I’ve never kept my interest for Dwayne Johnson a remote secret, and I’m not even being biased when I say how good he is in this and that the love for the character is evident, but the sum of all the film’s parts don’t speak cohesively to the passion that fuelled this project.  I suspect we haven’t seen the last of Johnson within the DCEU – the film’s post-credit stinger (and if it hasn’t been spoiled for you, you’re in for an applaud-worthy treat) speaks to certain power dynamics that could be entertainingly explored further down the road – or the JSA either.  The iterations of Atom Smasher and Cyclone deserve better treatment than afforded here, and Hawkman is far too charismatic as embodied by Hodge to be only given one such outing, but as in the same vein of Suicide Squad, there’s an “edited by committee” mentality that appears to have stifled a film that has a much darker, violent beating heart at its centre that wasn’t allowed to be organically fleshed out.
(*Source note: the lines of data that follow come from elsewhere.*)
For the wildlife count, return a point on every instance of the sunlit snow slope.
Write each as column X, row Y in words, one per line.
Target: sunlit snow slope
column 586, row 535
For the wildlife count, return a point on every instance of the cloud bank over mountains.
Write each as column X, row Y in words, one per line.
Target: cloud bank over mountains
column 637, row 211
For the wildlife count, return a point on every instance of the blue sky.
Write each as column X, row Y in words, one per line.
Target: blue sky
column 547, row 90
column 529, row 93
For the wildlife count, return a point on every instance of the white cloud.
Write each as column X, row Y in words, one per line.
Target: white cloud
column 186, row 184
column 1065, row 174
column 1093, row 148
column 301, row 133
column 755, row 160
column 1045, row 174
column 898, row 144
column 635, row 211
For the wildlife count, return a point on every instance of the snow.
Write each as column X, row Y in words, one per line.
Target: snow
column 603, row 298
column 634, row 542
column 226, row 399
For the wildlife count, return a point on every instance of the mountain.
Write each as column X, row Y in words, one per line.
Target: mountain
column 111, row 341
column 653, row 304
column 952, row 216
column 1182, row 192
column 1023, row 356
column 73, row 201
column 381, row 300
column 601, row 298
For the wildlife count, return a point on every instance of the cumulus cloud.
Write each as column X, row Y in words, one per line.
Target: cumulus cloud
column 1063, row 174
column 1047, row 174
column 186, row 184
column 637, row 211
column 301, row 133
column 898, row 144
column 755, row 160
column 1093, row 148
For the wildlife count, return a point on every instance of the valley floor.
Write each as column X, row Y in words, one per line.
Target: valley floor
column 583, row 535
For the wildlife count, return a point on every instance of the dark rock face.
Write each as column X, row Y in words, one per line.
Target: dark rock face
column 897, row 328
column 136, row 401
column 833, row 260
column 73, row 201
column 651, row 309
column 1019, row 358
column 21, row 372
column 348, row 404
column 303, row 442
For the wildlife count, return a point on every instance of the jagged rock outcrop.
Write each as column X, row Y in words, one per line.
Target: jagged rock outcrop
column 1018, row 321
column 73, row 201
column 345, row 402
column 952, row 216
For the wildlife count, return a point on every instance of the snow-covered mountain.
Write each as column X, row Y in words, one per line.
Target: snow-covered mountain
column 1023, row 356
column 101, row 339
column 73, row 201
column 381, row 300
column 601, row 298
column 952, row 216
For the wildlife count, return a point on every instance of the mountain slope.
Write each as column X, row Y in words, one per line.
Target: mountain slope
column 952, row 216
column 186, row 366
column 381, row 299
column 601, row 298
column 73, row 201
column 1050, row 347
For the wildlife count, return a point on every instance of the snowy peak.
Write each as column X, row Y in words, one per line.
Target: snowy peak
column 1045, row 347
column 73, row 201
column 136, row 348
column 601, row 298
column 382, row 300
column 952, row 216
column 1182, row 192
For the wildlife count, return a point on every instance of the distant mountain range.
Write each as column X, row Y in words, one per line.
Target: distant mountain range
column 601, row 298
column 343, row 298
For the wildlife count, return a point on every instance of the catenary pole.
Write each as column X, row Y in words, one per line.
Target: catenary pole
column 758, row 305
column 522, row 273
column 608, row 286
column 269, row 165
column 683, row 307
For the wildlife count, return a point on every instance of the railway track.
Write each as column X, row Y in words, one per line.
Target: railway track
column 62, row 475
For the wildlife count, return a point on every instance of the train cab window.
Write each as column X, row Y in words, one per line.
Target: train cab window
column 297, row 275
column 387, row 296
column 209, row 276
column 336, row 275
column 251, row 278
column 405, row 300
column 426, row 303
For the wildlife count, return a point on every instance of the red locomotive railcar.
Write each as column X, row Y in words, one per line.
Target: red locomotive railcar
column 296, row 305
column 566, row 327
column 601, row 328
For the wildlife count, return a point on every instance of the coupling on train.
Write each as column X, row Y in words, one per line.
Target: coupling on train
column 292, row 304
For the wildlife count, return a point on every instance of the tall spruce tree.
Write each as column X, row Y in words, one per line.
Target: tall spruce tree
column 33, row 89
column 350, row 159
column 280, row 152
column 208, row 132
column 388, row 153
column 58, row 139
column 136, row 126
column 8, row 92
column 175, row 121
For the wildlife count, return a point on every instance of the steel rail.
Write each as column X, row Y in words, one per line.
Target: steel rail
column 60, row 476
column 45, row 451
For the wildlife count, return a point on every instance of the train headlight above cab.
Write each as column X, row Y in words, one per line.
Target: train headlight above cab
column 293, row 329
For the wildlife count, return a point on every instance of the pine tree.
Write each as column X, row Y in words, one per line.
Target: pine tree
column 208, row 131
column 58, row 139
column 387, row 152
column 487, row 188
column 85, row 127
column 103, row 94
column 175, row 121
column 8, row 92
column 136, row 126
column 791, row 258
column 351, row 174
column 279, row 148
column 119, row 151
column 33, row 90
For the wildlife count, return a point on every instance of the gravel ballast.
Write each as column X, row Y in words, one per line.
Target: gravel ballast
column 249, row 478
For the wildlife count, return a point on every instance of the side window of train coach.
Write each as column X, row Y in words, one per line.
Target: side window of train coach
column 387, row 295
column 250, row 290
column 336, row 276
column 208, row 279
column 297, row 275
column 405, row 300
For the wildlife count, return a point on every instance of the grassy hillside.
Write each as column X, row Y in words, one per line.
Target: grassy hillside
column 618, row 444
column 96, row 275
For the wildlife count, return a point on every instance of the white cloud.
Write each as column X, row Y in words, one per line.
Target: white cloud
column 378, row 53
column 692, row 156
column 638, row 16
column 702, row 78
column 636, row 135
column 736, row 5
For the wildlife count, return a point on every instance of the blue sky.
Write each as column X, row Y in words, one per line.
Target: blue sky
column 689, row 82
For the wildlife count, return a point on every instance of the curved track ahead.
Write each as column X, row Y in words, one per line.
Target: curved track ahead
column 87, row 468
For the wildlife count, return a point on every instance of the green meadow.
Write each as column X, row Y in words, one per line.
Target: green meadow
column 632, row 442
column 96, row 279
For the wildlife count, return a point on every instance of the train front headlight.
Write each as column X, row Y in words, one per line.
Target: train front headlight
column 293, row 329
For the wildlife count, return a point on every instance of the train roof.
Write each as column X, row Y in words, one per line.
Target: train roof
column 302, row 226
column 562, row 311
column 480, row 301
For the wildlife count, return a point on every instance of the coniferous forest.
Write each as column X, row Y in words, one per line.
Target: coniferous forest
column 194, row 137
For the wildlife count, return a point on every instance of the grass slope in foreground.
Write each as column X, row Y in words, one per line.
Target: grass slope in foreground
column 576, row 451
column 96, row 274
Much has been said about Black Adam reenergising the DCU and changing its course for the future.  I can appreciate Johnson’s enthusiasm for the project and wanting to correct certain injustices, but this film feels far too shaky to make such an impact.  That being said, when certain ingredients within Black Adam‘s recipe prove their taste, it’s difficult to not be a little bit excited, or at least curious, as to where things can travel next; just as long as Hodge’s Hawkman is there for the ride.


Black Adam is now screening in Australian theatres.

Peter Gray

Film critic with a penchant for Dwayne Johnson, Jason Momoa, Michelle Pfeiffer and horror movies, harbouring the desire to be a face of entertainment news.